翌年もキャリアハイの129試合に出場して正捕手の座を守りましたが、打率.196と規定打席に到達しての1割台の打率という不名誉な記録を作ります。しかし、リード中心の守備面で信頼から得ており、正捕手の座は安泰でした。そして1983年は、打率.254と持ち直したばかりか、再びチームをリーグ優勝に導きます。前々年同様、ベストナインとゴールデングラブ賞をダブル受賞し、勝てる捕手へと成長しました。以後、巨人正捕手として毎年のように100試合以上に出場し、扇の要の役割を担い続けます。1985年には打率.273と確実性も増していました。

攻守に大活躍してリーグ優勝し、巨人捕手史上初のMVPを獲得

1984年に王貞治監督が就任しても、山倉和博は引き続いて正捕手を任されます。しかし、Aクラスを保持するも、就任3年間で一度もリーグ優勝すら実現できませんでした。優勝が至上命題となった王監督4年目、山倉は攻守でチームを牽引し、見事に優勝に導きます。2年目エースの桑田真澄を中心に投手陣をまとめあげ、リーグトップのチーム防御率3.06を成し遂げました。

さらに、打撃でも巨人捕手史上最多の22本塁打を放つなど大きく貢献します。それを物語るリーグ最多の24敬遠と、まさに史上最強の8番打者となりました。同年は、桑田が最優秀防御率、篠塚利夫が首位打者、主砲・原辰徳も34本塁打、95打点という好成績を残した中、山倉がシーズンMVPに選出されます。巨人史上初めての捕手によるMVP獲得というまさにキャリアハイのシーズンを過ごしました。

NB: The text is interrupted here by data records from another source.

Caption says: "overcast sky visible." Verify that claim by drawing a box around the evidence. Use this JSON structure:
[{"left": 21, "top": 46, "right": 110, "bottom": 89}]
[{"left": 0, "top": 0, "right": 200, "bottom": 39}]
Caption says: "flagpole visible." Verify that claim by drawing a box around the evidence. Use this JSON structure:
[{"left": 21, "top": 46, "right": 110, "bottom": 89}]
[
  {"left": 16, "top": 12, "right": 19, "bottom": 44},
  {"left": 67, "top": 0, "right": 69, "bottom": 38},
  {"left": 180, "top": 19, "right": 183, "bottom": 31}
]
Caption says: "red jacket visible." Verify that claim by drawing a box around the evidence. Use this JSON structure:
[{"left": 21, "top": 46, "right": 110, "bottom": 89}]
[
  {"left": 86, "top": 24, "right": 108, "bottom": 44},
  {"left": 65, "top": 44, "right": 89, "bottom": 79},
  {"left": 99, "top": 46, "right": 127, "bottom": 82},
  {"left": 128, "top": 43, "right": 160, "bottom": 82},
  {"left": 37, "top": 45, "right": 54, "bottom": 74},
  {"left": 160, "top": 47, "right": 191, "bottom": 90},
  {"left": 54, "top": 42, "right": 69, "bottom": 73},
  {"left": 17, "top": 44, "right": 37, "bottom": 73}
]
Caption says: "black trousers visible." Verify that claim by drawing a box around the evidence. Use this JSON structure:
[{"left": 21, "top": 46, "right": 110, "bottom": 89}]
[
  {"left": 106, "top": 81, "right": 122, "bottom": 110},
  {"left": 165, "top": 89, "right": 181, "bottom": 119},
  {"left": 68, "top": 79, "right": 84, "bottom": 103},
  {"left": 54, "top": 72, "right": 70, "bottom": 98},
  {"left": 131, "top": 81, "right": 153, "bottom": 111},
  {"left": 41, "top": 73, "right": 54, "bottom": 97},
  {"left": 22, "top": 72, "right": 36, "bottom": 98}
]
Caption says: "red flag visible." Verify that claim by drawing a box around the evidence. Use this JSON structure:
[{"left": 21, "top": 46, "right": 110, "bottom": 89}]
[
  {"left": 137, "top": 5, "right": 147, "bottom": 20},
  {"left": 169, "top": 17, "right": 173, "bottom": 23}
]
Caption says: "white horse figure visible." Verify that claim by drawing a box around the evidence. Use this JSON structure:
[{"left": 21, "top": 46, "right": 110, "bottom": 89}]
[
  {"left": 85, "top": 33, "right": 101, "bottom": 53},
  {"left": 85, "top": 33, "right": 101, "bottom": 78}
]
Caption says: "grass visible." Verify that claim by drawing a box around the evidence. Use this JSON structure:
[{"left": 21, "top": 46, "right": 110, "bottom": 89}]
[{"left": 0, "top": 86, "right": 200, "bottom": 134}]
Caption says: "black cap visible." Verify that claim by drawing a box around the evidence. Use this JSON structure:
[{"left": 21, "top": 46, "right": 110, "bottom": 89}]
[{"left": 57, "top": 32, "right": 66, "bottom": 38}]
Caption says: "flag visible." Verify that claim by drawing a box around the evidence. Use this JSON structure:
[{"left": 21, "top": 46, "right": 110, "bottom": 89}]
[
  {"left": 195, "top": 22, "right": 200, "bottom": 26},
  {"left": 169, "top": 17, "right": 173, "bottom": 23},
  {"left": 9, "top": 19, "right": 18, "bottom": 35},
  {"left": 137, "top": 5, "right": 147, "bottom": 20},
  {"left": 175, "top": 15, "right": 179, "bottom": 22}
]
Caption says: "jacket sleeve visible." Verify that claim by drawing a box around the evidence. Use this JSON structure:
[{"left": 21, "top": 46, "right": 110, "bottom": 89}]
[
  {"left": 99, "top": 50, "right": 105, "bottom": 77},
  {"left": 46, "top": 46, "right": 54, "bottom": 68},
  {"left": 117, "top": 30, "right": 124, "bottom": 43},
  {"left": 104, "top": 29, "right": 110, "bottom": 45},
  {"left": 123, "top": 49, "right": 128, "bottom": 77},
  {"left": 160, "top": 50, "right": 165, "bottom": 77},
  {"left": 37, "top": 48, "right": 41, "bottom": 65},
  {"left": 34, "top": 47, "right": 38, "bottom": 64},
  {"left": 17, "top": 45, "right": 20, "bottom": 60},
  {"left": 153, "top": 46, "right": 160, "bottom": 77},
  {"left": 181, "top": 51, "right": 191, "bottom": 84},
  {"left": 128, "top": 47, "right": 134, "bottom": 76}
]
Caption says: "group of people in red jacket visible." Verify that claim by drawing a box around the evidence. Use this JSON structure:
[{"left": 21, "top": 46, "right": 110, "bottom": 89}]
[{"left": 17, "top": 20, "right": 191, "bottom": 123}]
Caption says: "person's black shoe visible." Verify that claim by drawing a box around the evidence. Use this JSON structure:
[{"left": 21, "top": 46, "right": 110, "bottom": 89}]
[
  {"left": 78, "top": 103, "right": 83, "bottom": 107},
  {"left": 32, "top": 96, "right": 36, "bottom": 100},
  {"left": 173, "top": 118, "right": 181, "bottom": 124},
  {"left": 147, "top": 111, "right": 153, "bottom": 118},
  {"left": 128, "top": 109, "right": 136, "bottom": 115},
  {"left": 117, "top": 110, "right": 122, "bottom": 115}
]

中尾孝義らライバル争いに敗れ、若手の台頭もあって現役引退

1988年、怪我のためベテラン有田修三に正捕手の座を譲ります。1989年からは、新たに中尾孝義が中日から移籍し、ライバルとして台頭しました。しばらく併用が続いていましたが、中尾が斎藤雅樹を強気なリードでエースに成長させたことで、山倉和博の出場機会は激減していきます。同年はわずか46試合出場に留まり、最終決戦の日本シリーズでも1度守備固めで出場しただけで、チームの日本一には貢献できませんでした。1990年は、若手の村田真一が頭角を現したため、44試合出場に終わります。1980年から8シーズン連続で100試合以上出場してきましたが、3年連続で100試合出場を達成できず、同年限りで現役引退を決意しました。

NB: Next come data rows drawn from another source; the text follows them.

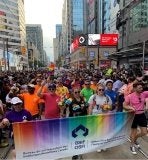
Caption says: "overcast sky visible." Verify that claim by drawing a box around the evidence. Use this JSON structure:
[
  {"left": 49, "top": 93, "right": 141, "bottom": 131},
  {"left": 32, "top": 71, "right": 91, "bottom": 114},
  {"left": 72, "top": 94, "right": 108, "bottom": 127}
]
[{"left": 25, "top": 0, "right": 64, "bottom": 61}]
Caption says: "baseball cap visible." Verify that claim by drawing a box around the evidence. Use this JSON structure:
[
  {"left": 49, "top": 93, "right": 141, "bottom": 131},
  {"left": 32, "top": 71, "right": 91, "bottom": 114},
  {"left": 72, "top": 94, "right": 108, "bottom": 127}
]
[
  {"left": 48, "top": 83, "right": 56, "bottom": 89},
  {"left": 28, "top": 84, "right": 35, "bottom": 88},
  {"left": 11, "top": 97, "right": 23, "bottom": 104}
]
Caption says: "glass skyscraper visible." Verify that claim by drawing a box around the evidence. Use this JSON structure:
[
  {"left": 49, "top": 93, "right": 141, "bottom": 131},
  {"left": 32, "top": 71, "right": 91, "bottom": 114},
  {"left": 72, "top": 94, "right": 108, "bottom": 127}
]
[{"left": 71, "top": 0, "right": 84, "bottom": 39}]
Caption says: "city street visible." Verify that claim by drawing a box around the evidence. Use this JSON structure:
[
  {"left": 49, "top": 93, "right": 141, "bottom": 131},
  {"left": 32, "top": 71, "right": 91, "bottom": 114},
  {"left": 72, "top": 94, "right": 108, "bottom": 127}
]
[{"left": 6, "top": 136, "right": 148, "bottom": 160}]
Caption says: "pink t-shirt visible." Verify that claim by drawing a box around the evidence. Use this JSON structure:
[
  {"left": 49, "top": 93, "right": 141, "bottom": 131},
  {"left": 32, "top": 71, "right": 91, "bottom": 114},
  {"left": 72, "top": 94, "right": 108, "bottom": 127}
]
[
  {"left": 125, "top": 91, "right": 148, "bottom": 114},
  {"left": 43, "top": 93, "right": 60, "bottom": 119}
]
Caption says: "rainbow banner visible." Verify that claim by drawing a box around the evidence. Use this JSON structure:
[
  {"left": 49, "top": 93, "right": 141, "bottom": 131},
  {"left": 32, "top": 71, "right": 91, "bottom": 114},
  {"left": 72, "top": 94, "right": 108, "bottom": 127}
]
[{"left": 13, "top": 112, "right": 134, "bottom": 160}]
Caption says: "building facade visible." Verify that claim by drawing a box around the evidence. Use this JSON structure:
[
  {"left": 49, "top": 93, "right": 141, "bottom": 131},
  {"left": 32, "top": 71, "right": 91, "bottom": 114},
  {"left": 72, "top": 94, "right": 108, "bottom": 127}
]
[
  {"left": 0, "top": 0, "right": 28, "bottom": 70},
  {"left": 56, "top": 24, "right": 62, "bottom": 37},
  {"left": 115, "top": 0, "right": 148, "bottom": 68},
  {"left": 26, "top": 24, "right": 44, "bottom": 64},
  {"left": 62, "top": 0, "right": 84, "bottom": 55}
]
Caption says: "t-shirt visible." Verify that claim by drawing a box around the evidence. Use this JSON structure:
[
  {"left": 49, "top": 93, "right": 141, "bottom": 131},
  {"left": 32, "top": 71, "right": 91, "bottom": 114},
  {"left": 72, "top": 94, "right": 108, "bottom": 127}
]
[
  {"left": 34, "top": 85, "right": 48, "bottom": 93},
  {"left": 88, "top": 94, "right": 112, "bottom": 114},
  {"left": 42, "top": 93, "right": 60, "bottom": 119},
  {"left": 19, "top": 93, "right": 40, "bottom": 116},
  {"left": 81, "top": 88, "right": 94, "bottom": 102},
  {"left": 56, "top": 86, "right": 69, "bottom": 97},
  {"left": 5, "top": 109, "right": 32, "bottom": 123},
  {"left": 69, "top": 98, "right": 88, "bottom": 117},
  {"left": 90, "top": 83, "right": 98, "bottom": 91},
  {"left": 125, "top": 91, "right": 148, "bottom": 114},
  {"left": 105, "top": 90, "right": 117, "bottom": 105}
]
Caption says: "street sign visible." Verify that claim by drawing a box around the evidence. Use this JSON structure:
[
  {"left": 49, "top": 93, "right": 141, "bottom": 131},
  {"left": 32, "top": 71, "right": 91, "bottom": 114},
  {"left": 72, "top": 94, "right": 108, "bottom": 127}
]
[{"left": 21, "top": 46, "right": 26, "bottom": 54}]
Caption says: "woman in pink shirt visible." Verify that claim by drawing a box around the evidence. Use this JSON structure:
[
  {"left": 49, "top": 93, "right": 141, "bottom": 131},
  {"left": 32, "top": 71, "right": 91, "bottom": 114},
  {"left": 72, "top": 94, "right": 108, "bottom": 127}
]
[
  {"left": 123, "top": 83, "right": 148, "bottom": 154},
  {"left": 37, "top": 81, "right": 61, "bottom": 119}
]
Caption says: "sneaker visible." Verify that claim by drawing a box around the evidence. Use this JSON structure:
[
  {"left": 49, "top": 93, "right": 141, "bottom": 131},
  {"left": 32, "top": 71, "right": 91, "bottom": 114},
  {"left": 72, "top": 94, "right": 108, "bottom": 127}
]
[
  {"left": 130, "top": 146, "right": 137, "bottom": 154},
  {"left": 135, "top": 141, "right": 140, "bottom": 148},
  {"left": 102, "top": 148, "right": 107, "bottom": 151},
  {"left": 97, "top": 149, "right": 101, "bottom": 153},
  {"left": 0, "top": 142, "right": 9, "bottom": 148}
]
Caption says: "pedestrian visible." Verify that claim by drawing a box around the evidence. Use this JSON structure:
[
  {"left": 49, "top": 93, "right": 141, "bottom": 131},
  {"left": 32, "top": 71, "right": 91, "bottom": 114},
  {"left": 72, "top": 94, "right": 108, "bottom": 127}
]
[
  {"left": 123, "top": 83, "right": 148, "bottom": 154},
  {"left": 18, "top": 84, "right": 42, "bottom": 120},
  {"left": 37, "top": 81, "right": 63, "bottom": 119}
]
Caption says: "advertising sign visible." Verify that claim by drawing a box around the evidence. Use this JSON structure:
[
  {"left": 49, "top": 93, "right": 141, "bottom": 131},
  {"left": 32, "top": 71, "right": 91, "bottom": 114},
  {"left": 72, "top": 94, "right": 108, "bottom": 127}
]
[
  {"left": 87, "top": 0, "right": 95, "bottom": 22},
  {"left": 0, "top": 11, "right": 6, "bottom": 30},
  {"left": 70, "top": 37, "right": 79, "bottom": 53},
  {"left": 13, "top": 112, "right": 134, "bottom": 160},
  {"left": 100, "top": 34, "right": 118, "bottom": 46},
  {"left": 88, "top": 34, "right": 100, "bottom": 46}
]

それでも巨人で一時代を築いた功績は大きく、1993年から6年間の間、巨人一軍バッテリーコーチに就任します。その後、解説者生活を続けた後、2011年に福岡ソフトバンクホークスのコーチに就任しました。しかし、病気を理由に1年持たずして退団すると、以後ユニフォームを着ていません。